Async design is mostly choosing the right pattern. The implementation is straightforward once the choice is made; the failures come from forcing one pattern when another fits better.
- Identify what cannot run synchronously
Callouts from triggers, processing more than a few thousand records, long-running calculations, anything the UI thread should not wait for. These are async candidates.
- Pick the pattern
Trigger callout: Future or Queueable. Heavy one-shot: Queueable. Bulk data: Batch. Recurring: Scheduled Apex submitting Batch. Document the choice; future maintainers benefit from the reasoning.
- Implement with sane error handling
Wrap risky operations in try/catch. Log failures to a custom error object so they survive past Apex Jobs retention. Async failures are easy to miss without explicit logging.
- Test against representative data
Async jobs that pass in a 10-row dev org can fail at scale. Run tests against full-volume sandboxes with realistic data shapes before promoting to production.
- Monitor in production
Build a dashboard on AsyncApexJob. Watch for failure spikes, long-running jobs, and queue saturation. Catch issues before users do.

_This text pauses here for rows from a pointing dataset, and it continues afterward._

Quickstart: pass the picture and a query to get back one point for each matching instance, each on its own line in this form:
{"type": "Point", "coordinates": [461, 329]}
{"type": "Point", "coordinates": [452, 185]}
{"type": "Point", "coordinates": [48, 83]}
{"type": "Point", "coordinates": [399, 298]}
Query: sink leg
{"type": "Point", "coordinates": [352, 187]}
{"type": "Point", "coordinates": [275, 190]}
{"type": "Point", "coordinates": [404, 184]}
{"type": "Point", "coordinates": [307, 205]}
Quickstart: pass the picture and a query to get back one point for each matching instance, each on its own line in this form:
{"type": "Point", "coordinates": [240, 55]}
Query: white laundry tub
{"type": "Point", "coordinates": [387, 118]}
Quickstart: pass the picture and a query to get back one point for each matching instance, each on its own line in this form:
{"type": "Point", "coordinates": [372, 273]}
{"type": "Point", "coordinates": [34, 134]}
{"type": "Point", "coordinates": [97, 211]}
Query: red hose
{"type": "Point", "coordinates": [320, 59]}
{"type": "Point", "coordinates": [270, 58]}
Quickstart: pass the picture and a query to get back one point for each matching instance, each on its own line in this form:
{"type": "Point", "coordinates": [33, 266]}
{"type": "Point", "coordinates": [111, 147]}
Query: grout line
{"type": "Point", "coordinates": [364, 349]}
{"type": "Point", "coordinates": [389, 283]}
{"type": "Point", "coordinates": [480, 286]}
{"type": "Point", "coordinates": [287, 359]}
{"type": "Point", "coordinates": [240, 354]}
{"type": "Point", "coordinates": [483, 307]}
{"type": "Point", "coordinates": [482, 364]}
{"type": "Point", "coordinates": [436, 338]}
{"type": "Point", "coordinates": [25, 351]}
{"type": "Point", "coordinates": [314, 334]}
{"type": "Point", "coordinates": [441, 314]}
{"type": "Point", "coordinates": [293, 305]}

- Future methods cannot accept complex sObject parameters; they accept only primitives and primitive collections. Queueable supports any sObject.
- Async limits are larger than sync but still real. A Queueable that touches 100,000 records still needs careful bulkification.
- Async failures are easy to miss without explicit logging. AsyncApexJob retention is weeks; persistent logging requires a custom object.
- Chaining queueable jobs has a depth limit. Production patterns use chunked submission with explicit IDs to avoid running into the chain limit.